Specific commands or tools are not provided in the available resources. However, general detection steps could include:
- Capture and analyze network traffic to and from the Parse Server LiveQuery endpoint, looking for event payloads containing protected fields that should not be visible to certain clients.
- Use logging or debugging features in Parse Server to trace LiveQuery subscription events and verify that protected fields are correctly filtered per client.
- Implement test clients that simulate concurrent subscriptions with different privilege levels (e.g., master key vs regular clients) to verify if protected fields leak between them.
No explicit detection commands or scripts are mentioned in the provided resources.
Can you explain this vulnerability to me?
CVE-2026-34363 is a high-severity vulnerability in the Parse Server LiveQuery feature that affects versions prior to 8.6.65 and 9.7.0-alpha.9. The issue occurs when multiple clients subscribe concurrently to the same class via LiveQuery. Event handlers process each subscriber using shared mutable objects without proper isolation. Because the sensitive data filter modifies these shared objects in-place, protected fields or authentication data can leak between subscribers. This means that one subscriber might receive data that should be hidden from them, or clients that should see the data might receive incomplete information.

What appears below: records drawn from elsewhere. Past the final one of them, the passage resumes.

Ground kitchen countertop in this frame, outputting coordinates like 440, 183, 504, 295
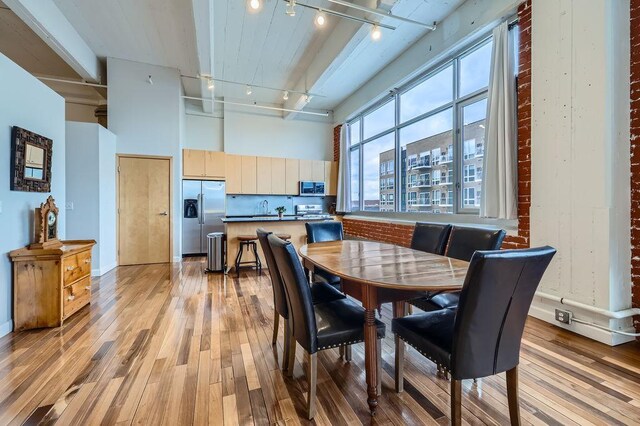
222, 216, 333, 223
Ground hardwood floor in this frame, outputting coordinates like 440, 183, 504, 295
0, 259, 640, 425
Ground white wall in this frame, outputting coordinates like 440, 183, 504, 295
107, 58, 183, 261
66, 121, 117, 276
0, 54, 65, 336
531, 0, 631, 344
224, 105, 333, 160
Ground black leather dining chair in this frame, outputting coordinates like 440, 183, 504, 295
304, 220, 344, 288
411, 222, 451, 255
268, 235, 385, 419
409, 226, 506, 312
256, 228, 345, 371
391, 246, 556, 425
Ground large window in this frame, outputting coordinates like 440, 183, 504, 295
348, 38, 492, 214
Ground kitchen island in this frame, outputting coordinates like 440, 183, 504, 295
222, 216, 337, 270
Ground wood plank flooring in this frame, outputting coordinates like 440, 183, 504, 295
0, 259, 640, 425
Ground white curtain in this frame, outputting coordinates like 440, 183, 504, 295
336, 123, 351, 213
480, 22, 518, 219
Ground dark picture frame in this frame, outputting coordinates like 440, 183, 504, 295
10, 126, 53, 192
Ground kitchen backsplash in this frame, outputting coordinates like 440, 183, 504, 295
226, 195, 336, 216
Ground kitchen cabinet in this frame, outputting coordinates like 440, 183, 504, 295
204, 151, 227, 179
284, 158, 300, 195
311, 160, 326, 182
182, 149, 226, 179
298, 160, 313, 181
324, 161, 338, 195
272, 158, 286, 195
240, 155, 258, 194
225, 154, 242, 194
182, 149, 205, 178
256, 157, 277, 194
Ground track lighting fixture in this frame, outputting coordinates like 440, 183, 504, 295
371, 25, 382, 41
315, 12, 327, 27
285, 0, 296, 16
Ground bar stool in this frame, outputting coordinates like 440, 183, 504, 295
235, 235, 262, 278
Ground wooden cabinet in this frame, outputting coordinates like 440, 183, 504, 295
324, 161, 338, 196
9, 240, 96, 331
182, 149, 206, 177
182, 149, 227, 179
256, 157, 277, 195
240, 155, 258, 194
271, 158, 286, 195
311, 160, 325, 182
284, 158, 300, 195
204, 151, 227, 179
225, 154, 242, 194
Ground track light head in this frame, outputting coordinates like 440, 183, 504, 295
285, 0, 296, 16
371, 25, 382, 41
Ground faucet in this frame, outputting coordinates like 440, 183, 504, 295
260, 199, 269, 215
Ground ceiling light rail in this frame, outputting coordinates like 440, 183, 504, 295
182, 96, 329, 117
329, 0, 436, 31
180, 74, 326, 98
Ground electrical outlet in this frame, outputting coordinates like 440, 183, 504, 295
556, 309, 573, 324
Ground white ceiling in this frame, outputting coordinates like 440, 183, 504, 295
0, 0, 464, 113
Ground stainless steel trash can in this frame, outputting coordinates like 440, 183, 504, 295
207, 232, 224, 272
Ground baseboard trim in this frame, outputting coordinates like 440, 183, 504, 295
0, 320, 13, 337
529, 304, 635, 346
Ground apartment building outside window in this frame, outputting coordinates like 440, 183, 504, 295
347, 38, 492, 214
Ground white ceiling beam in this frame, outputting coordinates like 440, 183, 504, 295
192, 0, 214, 113
284, 0, 396, 120
3, 0, 102, 82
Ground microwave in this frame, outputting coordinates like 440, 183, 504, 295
300, 181, 324, 197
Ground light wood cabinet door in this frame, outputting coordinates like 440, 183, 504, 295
240, 155, 258, 194
324, 161, 338, 195
311, 160, 325, 182
271, 158, 287, 195
182, 149, 206, 177
256, 157, 273, 195
225, 154, 242, 194
284, 158, 301, 195
299, 160, 313, 181
204, 151, 227, 179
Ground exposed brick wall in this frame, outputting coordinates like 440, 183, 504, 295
502, 0, 531, 248
630, 0, 640, 332
333, 0, 532, 253
333, 124, 342, 161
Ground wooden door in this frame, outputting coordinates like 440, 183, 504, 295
225, 154, 242, 194
204, 151, 227, 179
118, 156, 171, 265
256, 157, 272, 195
311, 160, 326, 182
284, 158, 300, 195
182, 149, 206, 177
240, 155, 257, 194
271, 158, 286, 195
299, 160, 313, 181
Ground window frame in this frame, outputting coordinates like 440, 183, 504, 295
346, 33, 493, 217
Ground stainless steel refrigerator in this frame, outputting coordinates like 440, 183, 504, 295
182, 180, 225, 255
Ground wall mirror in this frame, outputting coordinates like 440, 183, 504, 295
11, 126, 53, 192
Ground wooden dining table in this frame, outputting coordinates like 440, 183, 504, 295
299, 240, 469, 415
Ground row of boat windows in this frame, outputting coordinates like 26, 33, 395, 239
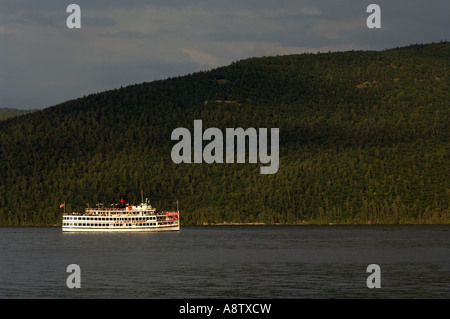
63, 216, 156, 221
63, 223, 156, 227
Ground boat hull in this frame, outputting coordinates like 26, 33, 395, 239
62, 225, 180, 232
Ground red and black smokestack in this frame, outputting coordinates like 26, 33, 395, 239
119, 196, 125, 208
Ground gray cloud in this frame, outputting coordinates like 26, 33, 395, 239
0, 0, 450, 108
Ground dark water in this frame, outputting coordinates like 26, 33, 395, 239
0, 226, 450, 299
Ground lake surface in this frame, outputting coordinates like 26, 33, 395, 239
0, 226, 450, 299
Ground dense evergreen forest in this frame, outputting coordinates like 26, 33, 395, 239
0, 42, 450, 225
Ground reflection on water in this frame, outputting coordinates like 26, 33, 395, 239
0, 226, 450, 298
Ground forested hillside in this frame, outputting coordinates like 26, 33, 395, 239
0, 42, 450, 225
0, 107, 31, 121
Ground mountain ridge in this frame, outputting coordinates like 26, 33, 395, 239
0, 42, 450, 225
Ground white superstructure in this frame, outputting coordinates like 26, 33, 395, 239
62, 200, 180, 232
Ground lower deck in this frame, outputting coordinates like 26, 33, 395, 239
62, 213, 180, 232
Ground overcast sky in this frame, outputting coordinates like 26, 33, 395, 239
0, 0, 450, 109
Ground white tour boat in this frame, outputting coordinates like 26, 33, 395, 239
61, 198, 180, 232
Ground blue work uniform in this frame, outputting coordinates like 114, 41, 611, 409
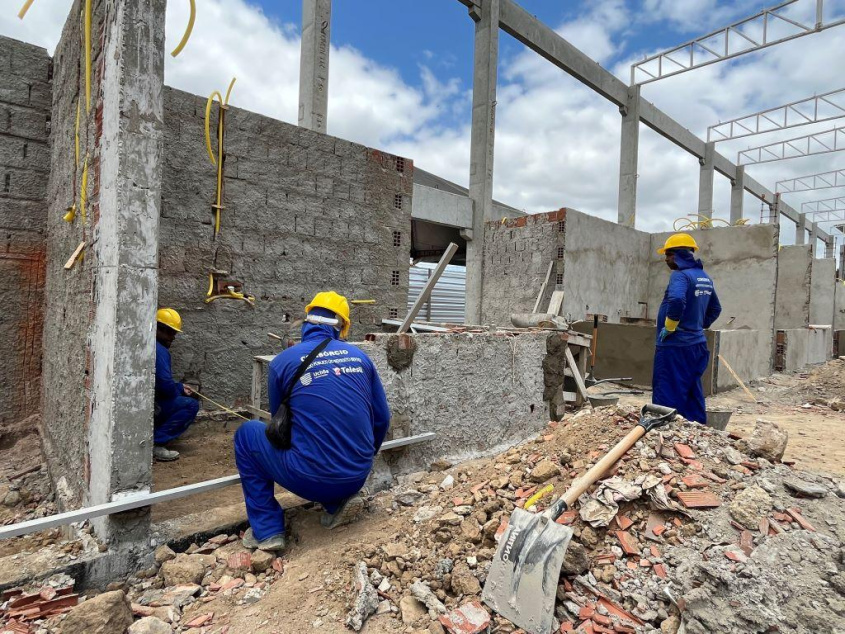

Additionally, when an afterEvent Cloud Code trigger is registered, modifications made by one subscriber's trigger can leak to other subscribers through the shared mutable state. The root cause is improper synchronization and concurrent execution using shared resources, leading to race conditions and data leakage.

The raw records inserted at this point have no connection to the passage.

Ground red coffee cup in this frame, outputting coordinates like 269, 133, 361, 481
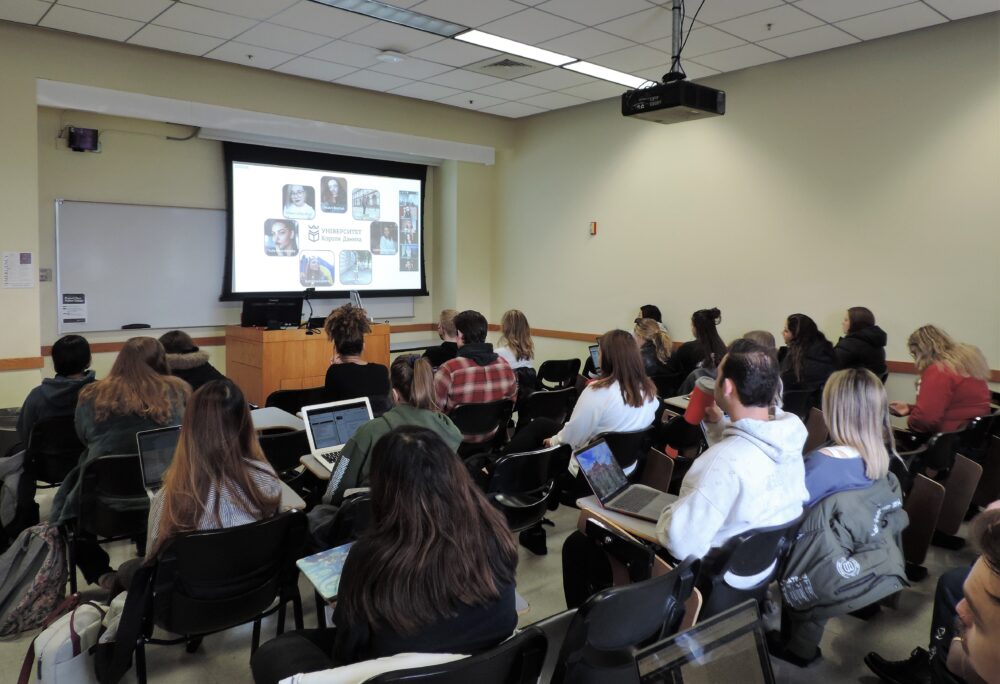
684, 377, 715, 425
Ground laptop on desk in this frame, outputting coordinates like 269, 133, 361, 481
302, 397, 374, 480
573, 439, 677, 522
135, 425, 181, 498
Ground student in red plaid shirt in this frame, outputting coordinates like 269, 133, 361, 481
434, 310, 517, 441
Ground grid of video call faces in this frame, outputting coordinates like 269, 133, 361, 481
264, 176, 420, 287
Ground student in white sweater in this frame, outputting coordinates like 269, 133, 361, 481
656, 340, 809, 558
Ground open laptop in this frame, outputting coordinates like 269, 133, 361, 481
302, 397, 374, 473
573, 439, 677, 522
635, 600, 774, 684
135, 425, 181, 497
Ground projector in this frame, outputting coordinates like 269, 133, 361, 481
622, 81, 726, 123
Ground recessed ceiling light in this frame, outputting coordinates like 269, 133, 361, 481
455, 30, 576, 66
563, 62, 652, 88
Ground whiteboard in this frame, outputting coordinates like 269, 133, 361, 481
55, 199, 413, 334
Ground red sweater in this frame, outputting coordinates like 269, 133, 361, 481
907, 363, 990, 432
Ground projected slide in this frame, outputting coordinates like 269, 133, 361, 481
230, 160, 423, 294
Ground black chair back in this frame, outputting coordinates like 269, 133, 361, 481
486, 444, 570, 532
552, 558, 699, 684
515, 387, 576, 431
259, 430, 309, 475
25, 415, 86, 487
366, 627, 547, 684
146, 511, 307, 648
698, 512, 805, 619
264, 387, 334, 416
535, 359, 580, 390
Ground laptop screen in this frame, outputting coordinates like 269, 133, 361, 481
574, 440, 628, 503
636, 600, 774, 684
303, 398, 372, 451
135, 425, 181, 489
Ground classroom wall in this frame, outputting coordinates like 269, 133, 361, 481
492, 14, 1000, 380
0, 21, 513, 406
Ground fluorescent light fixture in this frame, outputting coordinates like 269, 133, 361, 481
454, 30, 576, 66
563, 62, 652, 88
312, 0, 468, 38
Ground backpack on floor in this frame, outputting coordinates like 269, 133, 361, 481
0, 524, 68, 636
17, 594, 108, 684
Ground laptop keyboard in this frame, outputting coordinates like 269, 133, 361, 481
611, 487, 660, 513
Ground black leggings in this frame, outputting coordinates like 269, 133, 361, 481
250, 628, 340, 684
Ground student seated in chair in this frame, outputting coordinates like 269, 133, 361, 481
767, 368, 908, 667
101, 378, 281, 594
656, 340, 809, 558
250, 427, 517, 684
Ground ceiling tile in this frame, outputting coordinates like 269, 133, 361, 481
38, 5, 142, 40
837, 2, 948, 40
476, 81, 545, 100
205, 41, 295, 69
590, 45, 670, 73
536, 0, 651, 26
274, 57, 357, 81
690, 0, 784, 24
692, 45, 781, 71
128, 24, 224, 55
760, 25, 858, 57
411, 0, 524, 28
410, 39, 500, 67
232, 23, 330, 55
480, 9, 584, 45
521, 93, 587, 109
153, 3, 257, 39
371, 57, 451, 81
336, 69, 413, 92
924, 0, 1000, 19
389, 81, 461, 100
538, 28, 634, 59
597, 7, 673, 44
795, 0, 912, 22
438, 93, 503, 109
482, 102, 545, 119
715, 5, 823, 43
647, 26, 746, 57
309, 40, 379, 69
515, 68, 594, 90
0, 0, 51, 24
425, 69, 500, 90
563, 81, 625, 102
58, 0, 174, 22
269, 0, 375, 38
182, 0, 298, 19
348, 21, 441, 54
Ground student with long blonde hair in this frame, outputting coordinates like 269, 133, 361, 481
889, 325, 990, 434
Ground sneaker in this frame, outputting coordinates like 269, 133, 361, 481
865, 646, 931, 684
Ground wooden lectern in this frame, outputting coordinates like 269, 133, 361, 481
226, 323, 389, 406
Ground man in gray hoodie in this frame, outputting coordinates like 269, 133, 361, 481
656, 340, 809, 558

The vulnerability was fixed by deep-cloning the shared objects at the start of each subscriber's processing callback, ensuring each subscriber operates on an independent copy of the data. This prevents unauthorized data exposure and preserves data integrity.
How can this vulnerability impact me? :
This vulnerability can lead to unauthorized exposure of sensitive and protected fields, including authentication data, to clients that should not have access to them. This means that confidential information could be leaked to unauthorized users.
It can also cause clients that are authorized to see certain data to receive incomplete or corrupted data due to race conditions in concurrent subscriber processing.
Because the vulnerability allows remote attackers to exploit the LiveQuery feature over the network without requiring privileges or user interaction, it poses a significant security risk to any Parse Server deployment using LiveQuery with protected fields or afterEvent triggers.
What immediate steps should I take to mitigate this vulnerability?
To mitigate CVE-2026-34363, you should immediately upgrade your Parse Server deployment to version 8.6.65 or later, or to version 9.7.0-alpha.9 or later, where the vulnerability has been patched.
The patch fixes the issue by deep-cloning the shared mutable objects for each LiveQuery subscriber, ensuring that sensitive data filters and afterEvent Cloud Code triggers operate on isolated copies, preventing data leakage between concurrent subscribers.
No known workarounds exist, so upgrading is the primary recommended action.